PARIS: European shares closed at their weakest level in over a month on Monday as worries about interest rates staying elevated for longer and a slowing Chinese economy dented the mood.
The pan-European STOXX 600 index slid 0.6%, down for a third consecutive session. Travel and leisure and personal and household goods indexes fell more than 2% each to lead sectoral declines.
China-exposed luxury stocks such as LVMH and Kering shed 2.6% and 4.5%, respectively, amid persistent concerns about growth in the world’s second-largest economy.
Miners slid 0.8% as metal prices weakened on higher inventories and fears of a higher-for-longer global interest rate regime.
Investors assessed a slew of central bank decisions, where the Federal Reserve struck a hawkish tone, the European Central Bank signalled a pause in October and Britain, Switzerland and Japan were surprisingly dovish.
“September’s reputation as one of the worst months for stocks will have been bolstered by the last four weeks of trading,” said Chris Beauchamp, chief market analyst at online trading platform IG.
“A fresh climb in yields only adds to the stock market’s woes, as investors come to realise that when Powell says ‘higher for longer’, he really means it.” Longer-dated euro zone bond yields rose, with Germany’s 10-year yield hitting its highest since 2011. The ECB last week raised interest rates to a record high of 4%.

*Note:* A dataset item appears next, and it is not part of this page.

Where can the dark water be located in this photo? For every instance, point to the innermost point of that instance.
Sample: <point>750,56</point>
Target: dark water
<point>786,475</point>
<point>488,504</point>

ECB President Christine Lagarde said on Monday the central bank’s high deposit rate could help cut inflation to 2%, repeating the bank’s guidance that neither promises nor rules out further rate hikes.
Germany’s DAX shed 1.0%, with latest data showing German business morale deteriorated in September, falling for a fifth month in a row. German shares are the worst regional performers so far this quarter, down 4.6% compared to the 2.5% fall in STOXX 600.
British gambling firm Entain shed 13.1% after warning on online gaming revenue. Peer Flutter Entertainment slid 3.2%.